In each of the cases below, assume that Division X has a product that can be sold either to outside customers or to Division Y of the same company for use in its production process. The managers of the divisions are evaluated based on their divisional profits:
Case | ||
A | B | |
Division X: | ||
Capacity in units | 100,000 | 100,000 |
Number of units being sold to outside customers | 100,000 | 80,000 |
Selling price per unit to outside customers | $50 | $35 |
Variable costs per unit | $30 | $20 |
Fixed costs per unit (based on capacity) | $8 | $6 |
Division Y: | ||
Number of units needed for production | 20,000 | 20,000 |
Purchase price per unit now being paid to an outside supplier | $47 | $34 |
Required:
1-a. Refer to the data in case A above. Assume that $2 per unit in variable selling costs can be avoided on intracompany sales. Determine the transfer price of the selling division.

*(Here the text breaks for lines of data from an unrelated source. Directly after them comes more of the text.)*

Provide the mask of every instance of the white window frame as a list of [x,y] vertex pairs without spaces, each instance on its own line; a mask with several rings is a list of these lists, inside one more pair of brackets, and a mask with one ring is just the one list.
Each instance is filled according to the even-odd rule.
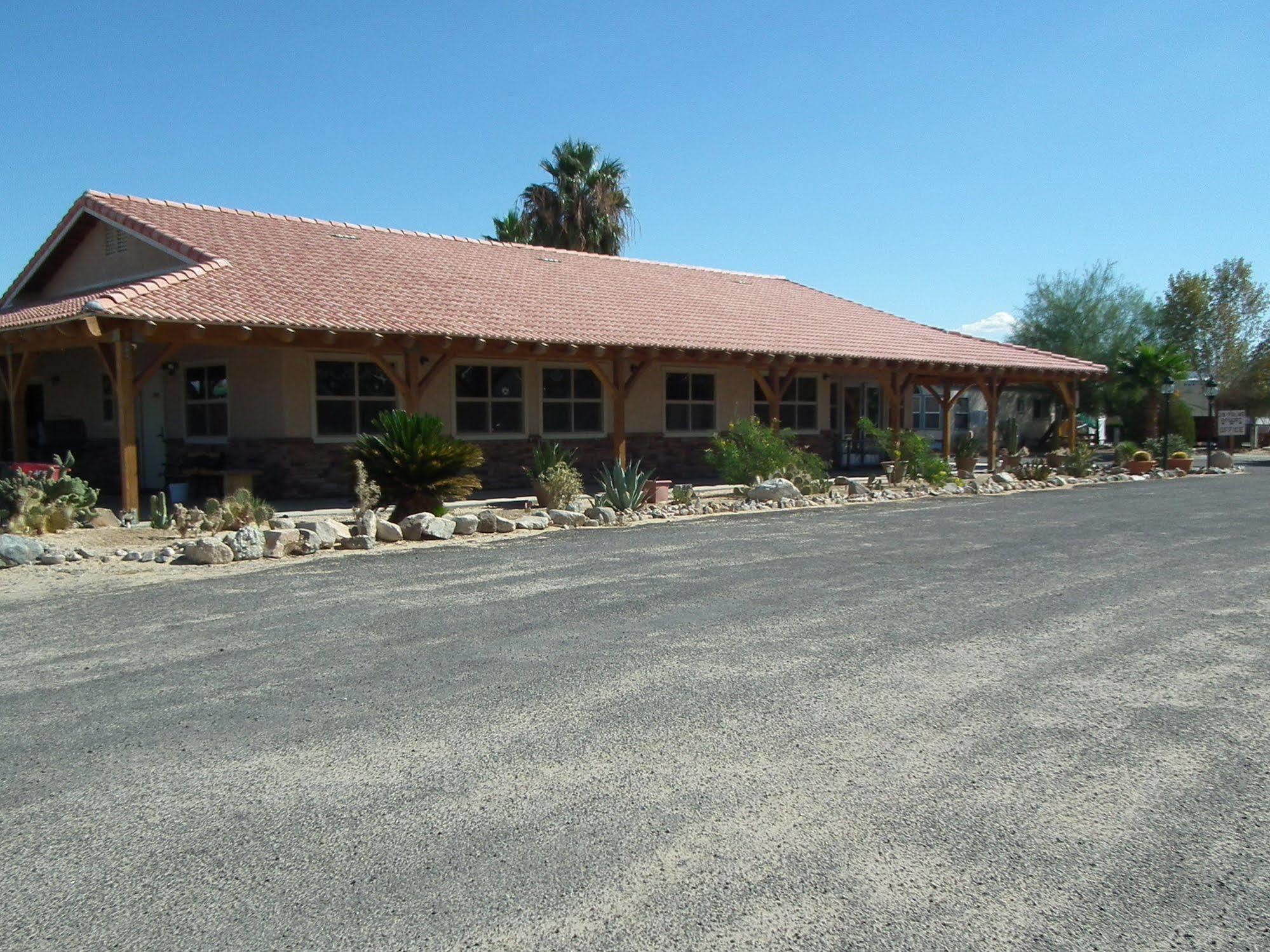
[[[784,424],[781,424],[781,429],[792,429],[795,433],[819,433],[820,432],[820,378],[817,374],[814,374],[814,373],[800,373],[800,374],[798,374],[796,377],[794,377],[794,380],[790,381],[789,390],[785,391],[786,396],[789,393],[791,393],[791,392],[796,392],[796,390],[798,390],[798,382],[800,380],[809,380],[809,381],[812,381],[814,383],[814,386],[815,386],[815,395],[810,400],[789,400],[789,399],[782,399],[780,401],[780,404],[777,404],[776,411],[780,413],[780,407],[781,406],[784,406],[785,404],[791,404],[794,406],[794,415],[798,416],[798,407],[800,407],[800,406],[812,406],[812,407],[815,409],[815,426],[812,426],[810,429],[806,429],[804,426],[785,426]],[[754,390],[756,391],[761,391],[762,390],[758,386],[758,381],[754,381]],[[758,407],[759,406],[762,406],[762,407],[766,409],[767,407],[767,400],[766,400],[766,397],[761,397],[761,393],[756,392],[754,393],[754,409],[753,409],[754,416],[758,416]],[[762,419],[762,418],[759,418],[759,419]]]
[[[672,373],[687,373],[688,374],[688,399],[687,400],[667,400],[665,397],[665,383],[667,378]],[[692,421],[692,407],[695,405],[705,405],[705,400],[692,400],[692,374],[701,374],[714,377],[714,399],[710,401],[714,406],[714,426],[707,430],[672,430],[665,424],[665,410],[671,404],[682,404],[688,407],[688,423]],[[712,435],[719,432],[719,372],[710,369],[704,371],[700,367],[665,367],[662,371],[662,434],[665,437],[705,437]]]
[[[518,433],[470,433],[460,432],[458,429],[458,368],[460,367],[488,367],[490,369],[495,367],[518,367],[521,371],[521,429]],[[493,385],[491,385],[493,386]],[[485,442],[495,439],[525,439],[528,437],[530,430],[530,367],[523,360],[470,360],[470,359],[455,359],[450,366],[450,419],[451,419],[451,433],[460,438],[471,442]],[[541,385],[540,385],[541,391]],[[464,397],[465,401],[474,402],[471,397]],[[512,397],[495,397],[493,393],[485,397],[486,401],[514,404],[516,400]]]
[[[599,404],[599,429],[598,430],[549,430],[546,419],[546,405],[547,404],[577,404],[579,402],[577,397],[569,397],[568,400],[560,400],[556,397],[547,397],[546,395],[546,373],[545,371],[585,371],[592,377],[596,378],[596,383],[599,386],[599,396],[596,400],[583,399],[584,404]],[[544,437],[552,437],[555,439],[597,439],[608,435],[608,400],[606,399],[607,391],[605,390],[605,382],[599,380],[593,369],[585,364],[578,363],[544,363],[538,366],[537,373],[538,385],[538,429],[542,432]],[[456,397],[457,400],[457,397]],[[457,416],[455,418],[457,423]]]
[[[206,369],[207,367],[224,367],[225,368],[225,382],[229,387],[229,392],[225,395],[224,400],[196,400],[197,404],[225,404],[225,435],[215,437],[192,437],[189,434],[189,393],[185,391],[185,371],[193,369]],[[180,432],[184,435],[187,443],[202,443],[204,446],[220,446],[229,443],[230,434],[234,433],[234,407],[231,406],[231,397],[234,396],[234,383],[230,380],[230,362],[224,357],[221,358],[208,358],[206,360],[189,360],[180,364]],[[206,378],[204,378],[206,380]],[[114,413],[118,415],[119,405],[116,401]]]
[[[348,401],[348,402],[353,404],[353,420],[354,420],[354,423],[361,416],[361,414],[358,413],[357,405],[362,401],[361,395],[354,395],[354,396],[351,396],[351,397],[334,397],[334,396],[331,396],[331,397],[325,397],[325,396],[324,397],[319,397],[318,396],[318,363],[319,362],[326,362],[326,363],[352,363],[352,364],[373,363],[376,367],[378,367],[378,364],[375,363],[375,360],[372,360],[370,357],[364,357],[362,354],[310,354],[310,357],[311,357],[311,359],[309,362],[309,426],[310,426],[310,433],[312,433],[312,440],[314,440],[314,443],[353,443],[353,442],[356,442],[357,437],[358,437],[357,433],[343,434],[343,433],[319,433],[318,432],[318,404],[319,404],[319,401],[321,401],[321,400],[329,400],[329,401],[344,400],[344,401]],[[382,368],[380,368],[380,369],[382,369]],[[400,371],[400,368],[398,368],[395,366],[394,366],[394,369]],[[357,368],[356,367],[353,368],[353,381],[354,381],[353,387],[356,390],[356,387],[357,387],[357,383],[356,383],[356,381],[357,381]],[[401,409],[401,393],[398,390],[396,383],[392,385],[392,392],[395,393],[395,397],[392,400],[392,405],[394,405],[395,409],[400,410]],[[366,397],[366,399],[367,400],[386,400],[386,397]]]

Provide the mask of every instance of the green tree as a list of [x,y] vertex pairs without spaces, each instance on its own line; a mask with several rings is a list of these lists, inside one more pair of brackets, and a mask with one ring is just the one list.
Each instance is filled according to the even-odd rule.
[[[1010,343],[1111,367],[1143,339],[1153,314],[1142,288],[1119,278],[1110,261],[1099,261],[1082,274],[1038,277],[1016,314]],[[1081,383],[1086,409],[1105,407],[1109,396],[1104,383]]]
[[626,166],[601,160],[599,146],[570,138],[540,168],[550,182],[528,185],[507,217],[494,218],[493,240],[621,254],[635,223]]
[[1233,391],[1265,338],[1267,305],[1265,286],[1252,281],[1242,258],[1210,273],[1181,270],[1168,278],[1156,335],[1186,354],[1191,369]]
[[[1130,407],[1140,405],[1146,410],[1142,437],[1160,434],[1160,386],[1168,378],[1180,380],[1187,369],[1186,355],[1171,344],[1138,344],[1130,353],[1116,359],[1113,386]],[[1129,418],[1134,414],[1121,411],[1121,415]],[[1189,410],[1186,415],[1190,416]]]

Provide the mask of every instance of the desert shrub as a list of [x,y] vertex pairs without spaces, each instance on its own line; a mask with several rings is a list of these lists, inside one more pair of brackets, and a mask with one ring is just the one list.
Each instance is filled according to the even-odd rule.
[[57,479],[15,471],[0,479],[0,528],[41,536],[61,532],[93,515],[98,491],[74,476],[75,456],[53,457]]
[[367,475],[380,484],[391,519],[411,513],[438,512],[452,499],[467,499],[480,489],[472,472],[485,462],[480,447],[446,435],[444,424],[429,414],[385,410],[375,418],[349,451]]
[[749,484],[785,470],[824,479],[824,459],[795,446],[796,438],[794,430],[775,430],[757,416],[748,416],[711,437],[705,457],[724,482]]
[[598,505],[618,510],[640,509],[644,505],[644,491],[652,476],[652,472],[644,472],[639,459],[630,466],[622,466],[621,461],[616,461],[612,466],[601,466],[596,475],[601,486],[599,498],[596,501]]
[[1133,454],[1137,453],[1142,447],[1134,443],[1132,439],[1121,439],[1115,444],[1115,465],[1124,466],[1126,462],[1133,459]]
[[566,462],[558,462],[533,480],[538,503],[547,509],[563,509],[582,493],[582,475]]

1-b. If the managers are free to negotiate and make decisions on their own, will a transfer take place?
multiple choice 1
-
Yes
-
No
2-a. Refer to the data in case B above. In this case there will be no reduction in variable selling costs on intracompany sales. Determine the transfer price of the selling division.
2-b. If the managers are free to negotiate and make decisions on their own, will a transfer take place?
multiple choice 2
-
Yes
-
No
2-c. What is the range of transfer price the managers of both divisions should agree?